Una cosa es bien cierta: Lope ya no podía sujetar el vuelo de sus demonios interiores. Y lo mejor que había sacado de sus estudios eran sus conocimientos humanísticos y lingüísticos, con unos toques de otros saberes humanos y divinos que iban a estar en la base de su tarea de escritor:
«Favorecido, en fin, de mis estrellas
algunas lenguas supe y a la mía
ricos aumentos adquirí por ellas.»
Entre tanto, sus largas estancias en Madrid durante las vacaciones ya habían dado de sí una hija (Manuela, de una tal Marfisa o María de Aragón) que le empujó a sus estudios de Salamanca, asustado por el fruto de su primera gran calaverada, los primeros escarceos con su vecina Elena Osorio y una huida de casa, apenas muerto su padre -no debía de ser mucho el cuidado por la reciente viudedad de su madre a la que nunca cita en su explosiva obra-, con su amigo Remando Muñoz hasta el Reino de León. Era el año 1578 y, a su vuelta de La Bañeza y Astorga, al levantar sospechas mal vendiendo lo que les quedaba, obligaron a que un alguacil fuese el encargado de hacerles tornar mohínos a la puerta de su casa.

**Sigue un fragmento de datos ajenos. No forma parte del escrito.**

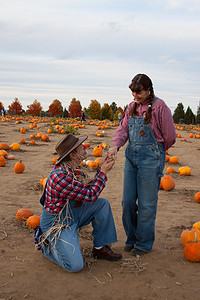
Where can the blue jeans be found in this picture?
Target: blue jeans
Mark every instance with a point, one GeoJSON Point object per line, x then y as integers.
{"type": "Point", "coordinates": [142, 173]}
{"type": "Point", "coordinates": [65, 250]}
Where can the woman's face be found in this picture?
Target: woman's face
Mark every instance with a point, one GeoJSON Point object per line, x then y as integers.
{"type": "Point", "coordinates": [141, 97]}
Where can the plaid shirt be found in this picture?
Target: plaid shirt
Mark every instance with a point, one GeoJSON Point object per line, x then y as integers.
{"type": "Point", "coordinates": [64, 185]}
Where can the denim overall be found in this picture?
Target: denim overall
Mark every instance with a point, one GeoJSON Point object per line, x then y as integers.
{"type": "Point", "coordinates": [144, 164]}
{"type": "Point", "coordinates": [65, 250]}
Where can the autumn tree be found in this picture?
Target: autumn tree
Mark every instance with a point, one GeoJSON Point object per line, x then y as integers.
{"type": "Point", "coordinates": [1, 106]}
{"type": "Point", "coordinates": [15, 108]}
{"type": "Point", "coordinates": [106, 112]}
{"type": "Point", "coordinates": [34, 109]}
{"type": "Point", "coordinates": [55, 108]}
{"type": "Point", "coordinates": [94, 109]}
{"type": "Point", "coordinates": [179, 113]}
{"type": "Point", "coordinates": [75, 108]}
{"type": "Point", "coordinates": [189, 117]}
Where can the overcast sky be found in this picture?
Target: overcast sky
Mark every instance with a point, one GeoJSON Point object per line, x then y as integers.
{"type": "Point", "coordinates": [89, 49]}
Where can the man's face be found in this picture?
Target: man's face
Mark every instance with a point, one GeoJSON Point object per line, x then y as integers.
{"type": "Point", "coordinates": [81, 152]}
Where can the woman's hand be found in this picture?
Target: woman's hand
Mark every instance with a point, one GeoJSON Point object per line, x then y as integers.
{"type": "Point", "coordinates": [107, 164]}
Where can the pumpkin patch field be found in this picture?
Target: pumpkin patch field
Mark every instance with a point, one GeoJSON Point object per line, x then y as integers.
{"type": "Point", "coordinates": [170, 271]}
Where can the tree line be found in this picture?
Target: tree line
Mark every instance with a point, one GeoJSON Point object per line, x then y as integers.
{"type": "Point", "coordinates": [94, 111]}
{"type": "Point", "coordinates": [75, 110]}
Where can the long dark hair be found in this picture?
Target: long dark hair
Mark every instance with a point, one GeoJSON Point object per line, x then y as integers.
{"type": "Point", "coordinates": [139, 83]}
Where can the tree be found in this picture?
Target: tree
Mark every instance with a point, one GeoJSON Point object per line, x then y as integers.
{"type": "Point", "coordinates": [189, 117]}
{"type": "Point", "coordinates": [15, 108]}
{"type": "Point", "coordinates": [1, 106]}
{"type": "Point", "coordinates": [114, 107]}
{"type": "Point", "coordinates": [179, 113]}
{"type": "Point", "coordinates": [107, 112]}
{"type": "Point", "coordinates": [198, 115]}
{"type": "Point", "coordinates": [55, 109]}
{"type": "Point", "coordinates": [75, 108]}
{"type": "Point", "coordinates": [34, 109]}
{"type": "Point", "coordinates": [94, 109]}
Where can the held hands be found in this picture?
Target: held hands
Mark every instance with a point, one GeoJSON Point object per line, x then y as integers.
{"type": "Point", "coordinates": [109, 160]}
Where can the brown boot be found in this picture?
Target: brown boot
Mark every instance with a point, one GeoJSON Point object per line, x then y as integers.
{"type": "Point", "coordinates": [106, 253]}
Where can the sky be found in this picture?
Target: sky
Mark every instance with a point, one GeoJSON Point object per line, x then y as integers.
{"type": "Point", "coordinates": [89, 49]}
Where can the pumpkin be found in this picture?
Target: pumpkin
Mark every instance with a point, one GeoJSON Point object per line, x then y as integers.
{"type": "Point", "coordinates": [10, 157]}
{"type": "Point", "coordinates": [103, 145]}
{"type": "Point", "coordinates": [184, 171]}
{"type": "Point", "coordinates": [173, 160]}
{"type": "Point", "coordinates": [167, 183]}
{"type": "Point", "coordinates": [197, 197]}
{"type": "Point", "coordinates": [167, 157]}
{"type": "Point", "coordinates": [22, 141]}
{"type": "Point", "coordinates": [188, 235]}
{"type": "Point", "coordinates": [23, 130]}
{"type": "Point", "coordinates": [33, 221]}
{"type": "Point", "coordinates": [97, 151]}
{"type": "Point", "coordinates": [23, 214]}
{"type": "Point", "coordinates": [45, 137]}
{"type": "Point", "coordinates": [4, 146]}
{"type": "Point", "coordinates": [3, 153]}
{"type": "Point", "coordinates": [86, 145]}
{"type": "Point", "coordinates": [19, 167]}
{"type": "Point", "coordinates": [170, 170]}
{"type": "Point", "coordinates": [15, 147]}
{"type": "Point", "coordinates": [196, 225]}
{"type": "Point", "coordinates": [32, 142]}
{"type": "Point", "coordinates": [192, 250]}
{"type": "Point", "coordinates": [2, 161]}
{"type": "Point", "coordinates": [54, 159]}
{"type": "Point", "coordinates": [92, 165]}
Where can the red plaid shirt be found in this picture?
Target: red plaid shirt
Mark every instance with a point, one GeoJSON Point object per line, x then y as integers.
{"type": "Point", "coordinates": [63, 185]}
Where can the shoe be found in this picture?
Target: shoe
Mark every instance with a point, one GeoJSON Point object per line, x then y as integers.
{"type": "Point", "coordinates": [136, 251]}
{"type": "Point", "coordinates": [128, 247]}
{"type": "Point", "coordinates": [106, 253]}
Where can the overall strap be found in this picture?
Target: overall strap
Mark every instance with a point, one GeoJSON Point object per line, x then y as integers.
{"type": "Point", "coordinates": [42, 199]}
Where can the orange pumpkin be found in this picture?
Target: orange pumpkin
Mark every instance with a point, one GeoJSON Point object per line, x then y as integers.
{"type": "Point", "coordinates": [19, 167]}
{"type": "Point", "coordinates": [33, 221]}
{"type": "Point", "coordinates": [54, 159]}
{"type": "Point", "coordinates": [45, 137]}
{"type": "Point", "coordinates": [167, 183]}
{"type": "Point", "coordinates": [197, 197]}
{"type": "Point", "coordinates": [2, 161]}
{"type": "Point", "coordinates": [15, 146]}
{"type": "Point", "coordinates": [23, 214]}
{"type": "Point", "coordinates": [23, 130]}
{"type": "Point", "coordinates": [22, 141]}
{"type": "Point", "coordinates": [173, 160]}
{"type": "Point", "coordinates": [97, 151]}
{"type": "Point", "coordinates": [192, 250]}
{"type": "Point", "coordinates": [170, 170]}
{"type": "Point", "coordinates": [188, 235]}
{"type": "Point", "coordinates": [196, 225]}
{"type": "Point", "coordinates": [4, 146]}
{"type": "Point", "coordinates": [3, 153]}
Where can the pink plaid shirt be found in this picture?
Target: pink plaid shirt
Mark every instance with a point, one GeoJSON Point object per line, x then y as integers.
{"type": "Point", "coordinates": [62, 186]}
{"type": "Point", "coordinates": [161, 123]}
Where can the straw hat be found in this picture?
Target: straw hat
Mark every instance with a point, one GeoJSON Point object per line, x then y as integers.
{"type": "Point", "coordinates": [67, 145]}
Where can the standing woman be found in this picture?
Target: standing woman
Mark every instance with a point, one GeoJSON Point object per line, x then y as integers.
{"type": "Point", "coordinates": [148, 125]}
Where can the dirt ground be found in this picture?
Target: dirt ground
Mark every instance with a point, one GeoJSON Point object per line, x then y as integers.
{"type": "Point", "coordinates": [162, 274]}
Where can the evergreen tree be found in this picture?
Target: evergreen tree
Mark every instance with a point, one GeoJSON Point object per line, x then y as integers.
{"type": "Point", "coordinates": [107, 112]}
{"type": "Point", "coordinates": [179, 113]}
{"type": "Point", "coordinates": [198, 114]}
{"type": "Point", "coordinates": [189, 117]}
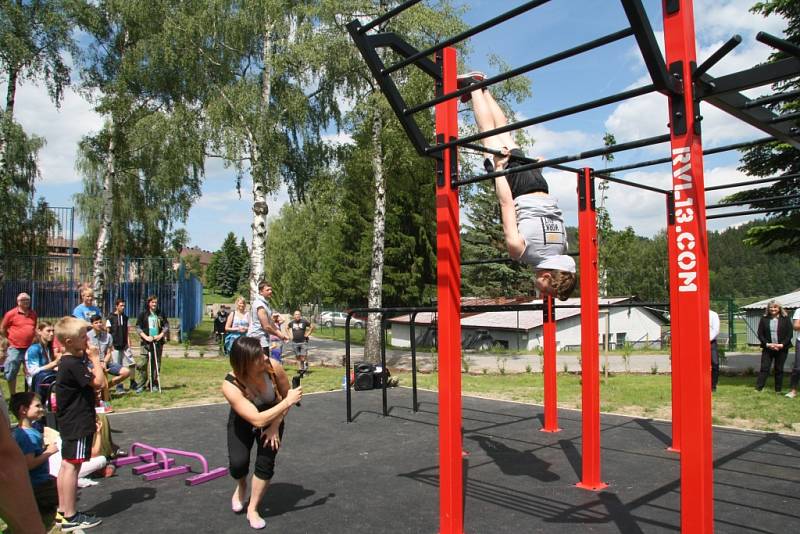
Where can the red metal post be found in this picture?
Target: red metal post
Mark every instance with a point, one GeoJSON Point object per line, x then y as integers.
{"type": "Point", "coordinates": [549, 371]}
{"type": "Point", "coordinates": [675, 356]}
{"type": "Point", "coordinates": [590, 317]}
{"type": "Point", "coordinates": [448, 255]}
{"type": "Point", "coordinates": [688, 258]}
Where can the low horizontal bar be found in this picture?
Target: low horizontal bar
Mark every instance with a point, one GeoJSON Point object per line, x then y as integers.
{"type": "Point", "coordinates": [714, 58]}
{"type": "Point", "coordinates": [751, 201]}
{"type": "Point", "coordinates": [545, 118]}
{"type": "Point", "coordinates": [777, 209]}
{"type": "Point", "coordinates": [781, 44]}
{"type": "Point", "coordinates": [708, 152]}
{"type": "Point", "coordinates": [591, 45]}
{"type": "Point", "coordinates": [772, 98]}
{"type": "Point", "coordinates": [603, 176]}
{"type": "Point", "coordinates": [465, 35]}
{"type": "Point", "coordinates": [754, 182]}
{"type": "Point", "coordinates": [785, 117]}
{"type": "Point", "coordinates": [388, 15]}
{"type": "Point", "coordinates": [582, 155]}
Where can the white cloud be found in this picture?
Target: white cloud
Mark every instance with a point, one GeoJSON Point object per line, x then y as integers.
{"type": "Point", "coordinates": [62, 129]}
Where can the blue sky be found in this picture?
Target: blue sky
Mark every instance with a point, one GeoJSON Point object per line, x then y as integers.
{"type": "Point", "coordinates": [557, 25]}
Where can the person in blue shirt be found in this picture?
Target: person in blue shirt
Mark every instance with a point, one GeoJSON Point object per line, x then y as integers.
{"type": "Point", "coordinates": [27, 407]}
{"type": "Point", "coordinates": [86, 309]}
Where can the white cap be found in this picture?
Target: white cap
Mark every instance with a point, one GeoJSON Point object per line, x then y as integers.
{"type": "Point", "coordinates": [558, 263]}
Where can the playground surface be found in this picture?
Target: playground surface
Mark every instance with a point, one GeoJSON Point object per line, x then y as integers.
{"type": "Point", "coordinates": [380, 474]}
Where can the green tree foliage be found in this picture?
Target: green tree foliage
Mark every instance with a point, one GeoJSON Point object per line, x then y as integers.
{"type": "Point", "coordinates": [780, 233]}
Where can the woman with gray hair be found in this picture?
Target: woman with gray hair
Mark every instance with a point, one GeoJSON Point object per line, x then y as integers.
{"type": "Point", "coordinates": [775, 336]}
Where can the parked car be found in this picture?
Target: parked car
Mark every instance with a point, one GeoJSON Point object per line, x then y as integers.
{"type": "Point", "coordinates": [330, 319]}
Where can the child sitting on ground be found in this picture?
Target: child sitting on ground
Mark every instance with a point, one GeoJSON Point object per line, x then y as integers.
{"type": "Point", "coordinates": [532, 223]}
{"type": "Point", "coordinates": [28, 408]}
{"type": "Point", "coordinates": [75, 393]}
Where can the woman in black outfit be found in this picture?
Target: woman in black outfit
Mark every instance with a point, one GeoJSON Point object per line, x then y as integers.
{"type": "Point", "coordinates": [775, 334]}
{"type": "Point", "coordinates": [259, 394]}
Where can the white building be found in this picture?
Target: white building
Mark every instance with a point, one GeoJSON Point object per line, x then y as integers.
{"type": "Point", "coordinates": [522, 330]}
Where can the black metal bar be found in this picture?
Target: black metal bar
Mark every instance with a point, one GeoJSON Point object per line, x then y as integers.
{"type": "Point", "coordinates": [708, 152]}
{"type": "Point", "coordinates": [781, 44]}
{"type": "Point", "coordinates": [388, 15]}
{"type": "Point", "coordinates": [464, 35]}
{"type": "Point", "coordinates": [751, 201]}
{"type": "Point", "coordinates": [348, 393]}
{"type": "Point", "coordinates": [563, 159]}
{"type": "Point", "coordinates": [546, 117]}
{"type": "Point", "coordinates": [591, 45]}
{"type": "Point", "coordinates": [772, 98]}
{"type": "Point", "coordinates": [384, 372]}
{"type": "Point", "coordinates": [714, 58]}
{"type": "Point", "coordinates": [786, 117]}
{"type": "Point", "coordinates": [754, 182]}
{"type": "Point", "coordinates": [603, 176]}
{"type": "Point", "coordinates": [645, 38]}
{"type": "Point", "coordinates": [754, 212]}
{"type": "Point", "coordinates": [412, 330]}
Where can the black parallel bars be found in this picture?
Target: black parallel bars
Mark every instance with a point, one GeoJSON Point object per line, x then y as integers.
{"type": "Point", "coordinates": [776, 209]}
{"type": "Point", "coordinates": [754, 182]}
{"type": "Point", "coordinates": [464, 35]}
{"type": "Point", "coordinates": [591, 45]}
{"type": "Point", "coordinates": [592, 104]}
{"type": "Point", "coordinates": [389, 14]}
{"type": "Point", "coordinates": [563, 159]}
{"type": "Point", "coordinates": [708, 152]}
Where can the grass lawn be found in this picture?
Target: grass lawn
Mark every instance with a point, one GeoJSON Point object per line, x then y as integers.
{"type": "Point", "coordinates": [736, 403]}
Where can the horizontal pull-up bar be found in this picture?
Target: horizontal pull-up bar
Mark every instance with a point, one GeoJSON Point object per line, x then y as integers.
{"type": "Point", "coordinates": [751, 201]}
{"type": "Point", "coordinates": [772, 98]}
{"type": "Point", "coordinates": [563, 159]}
{"type": "Point", "coordinates": [754, 182]}
{"type": "Point", "coordinates": [544, 118]}
{"type": "Point", "coordinates": [781, 44]}
{"type": "Point", "coordinates": [708, 152]}
{"type": "Point", "coordinates": [776, 209]}
{"type": "Point", "coordinates": [464, 35]}
{"type": "Point", "coordinates": [389, 14]}
{"type": "Point", "coordinates": [591, 45]}
{"type": "Point", "coordinates": [601, 175]}
{"type": "Point", "coordinates": [714, 58]}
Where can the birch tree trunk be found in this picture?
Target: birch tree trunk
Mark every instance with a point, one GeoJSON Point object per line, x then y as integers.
{"type": "Point", "coordinates": [375, 297]}
{"type": "Point", "coordinates": [259, 170]}
{"type": "Point", "coordinates": [103, 236]}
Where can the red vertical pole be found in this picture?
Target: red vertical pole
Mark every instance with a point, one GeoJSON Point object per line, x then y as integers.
{"type": "Point", "coordinates": [675, 356]}
{"type": "Point", "coordinates": [550, 382]}
{"type": "Point", "coordinates": [688, 258]}
{"type": "Point", "coordinates": [448, 256]}
{"type": "Point", "coordinates": [590, 317]}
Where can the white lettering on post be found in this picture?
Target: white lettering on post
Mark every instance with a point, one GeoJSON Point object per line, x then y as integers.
{"type": "Point", "coordinates": [683, 191]}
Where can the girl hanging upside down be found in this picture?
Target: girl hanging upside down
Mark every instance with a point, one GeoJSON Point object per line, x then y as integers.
{"type": "Point", "coordinates": [532, 222]}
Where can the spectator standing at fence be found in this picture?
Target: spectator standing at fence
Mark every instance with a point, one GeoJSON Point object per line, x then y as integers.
{"type": "Point", "coordinates": [261, 323]}
{"type": "Point", "coordinates": [117, 327]}
{"type": "Point", "coordinates": [713, 324]}
{"type": "Point", "coordinates": [775, 335]}
{"type": "Point", "coordinates": [152, 327]}
{"type": "Point", "coordinates": [795, 378]}
{"type": "Point", "coordinates": [301, 330]}
{"type": "Point", "coordinates": [40, 359]}
{"type": "Point", "coordinates": [19, 326]}
{"type": "Point", "coordinates": [86, 309]}
{"type": "Point", "coordinates": [237, 323]}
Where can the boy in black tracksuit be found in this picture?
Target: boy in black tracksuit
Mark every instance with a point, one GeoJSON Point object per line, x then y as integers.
{"type": "Point", "coordinates": [75, 387]}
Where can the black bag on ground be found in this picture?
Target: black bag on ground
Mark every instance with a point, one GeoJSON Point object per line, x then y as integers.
{"type": "Point", "coordinates": [365, 376]}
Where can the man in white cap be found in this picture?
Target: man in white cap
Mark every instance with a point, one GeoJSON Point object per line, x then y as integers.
{"type": "Point", "coordinates": [532, 223]}
{"type": "Point", "coordinates": [19, 326]}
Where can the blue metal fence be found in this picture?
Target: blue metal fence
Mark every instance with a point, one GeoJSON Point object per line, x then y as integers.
{"type": "Point", "coordinates": [54, 283]}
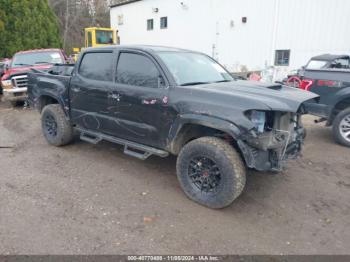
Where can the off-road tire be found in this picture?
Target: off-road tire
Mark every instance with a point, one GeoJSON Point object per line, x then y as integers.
{"type": "Point", "coordinates": [64, 133]}
{"type": "Point", "coordinates": [229, 162]}
{"type": "Point", "coordinates": [337, 128]}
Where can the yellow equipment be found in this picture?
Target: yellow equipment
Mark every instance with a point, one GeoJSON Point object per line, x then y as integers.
{"type": "Point", "coordinates": [97, 36]}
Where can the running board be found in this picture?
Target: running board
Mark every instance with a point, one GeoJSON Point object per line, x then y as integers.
{"type": "Point", "coordinates": [130, 148]}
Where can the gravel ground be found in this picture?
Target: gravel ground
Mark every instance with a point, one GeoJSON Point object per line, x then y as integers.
{"type": "Point", "coordinates": [92, 199]}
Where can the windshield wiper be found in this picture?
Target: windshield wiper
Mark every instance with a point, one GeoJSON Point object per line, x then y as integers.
{"type": "Point", "coordinates": [194, 83]}
{"type": "Point", "coordinates": [43, 63]}
{"type": "Point", "coordinates": [223, 81]}
{"type": "Point", "coordinates": [21, 64]}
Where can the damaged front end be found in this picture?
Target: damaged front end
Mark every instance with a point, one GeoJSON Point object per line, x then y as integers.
{"type": "Point", "coordinates": [276, 137]}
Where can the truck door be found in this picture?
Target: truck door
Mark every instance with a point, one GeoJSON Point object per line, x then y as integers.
{"type": "Point", "coordinates": [143, 112]}
{"type": "Point", "coordinates": [91, 91]}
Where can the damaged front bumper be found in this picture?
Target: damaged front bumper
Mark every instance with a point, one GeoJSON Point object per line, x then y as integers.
{"type": "Point", "coordinates": [270, 150]}
{"type": "Point", "coordinates": [15, 94]}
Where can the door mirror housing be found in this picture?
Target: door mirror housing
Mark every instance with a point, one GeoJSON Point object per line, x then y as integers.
{"type": "Point", "coordinates": [161, 81]}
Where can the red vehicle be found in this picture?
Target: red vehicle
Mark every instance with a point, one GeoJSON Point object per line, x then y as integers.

Incapaz de quedarse junto a sí mismo, la vida de Lope y hasta el ritmo trepidante de su obra es casi siempre una huida de sí mismo, del compromiso de vivir. Difícil tarea la del biógrafo la de situarse ante un espíritu tan terriblemente inquieto y abierto a todos los aires de la aventura. Y de nada le sirve a Lope querer algunas veces echar la culpa a «las estrellas».
Una vida inquieta
La vida de Lope, tan rica de peripecias, no encierra otra grandeza mayor que la de su obra gigantesca. Una obra que ha servido ante todo para espejar su propia vida, no sólo fuera, sino también dentro de su obra dramática (8). Pero su teatro ha servido también para dejarnos el pulso vivo de la España de su tiempo y de la España pasada vista desde los ojos de sus contemporáneos. Cuando quiso teorizar sobre el arte, nos habló del que acaso le hubiera gustado hacer. Cuando hemos encontrado su epistolario (un tanto sincopado para nosotros y con inevitables lagunas en sus noticias) nos hemos topado con un Lope desnudo hasta la...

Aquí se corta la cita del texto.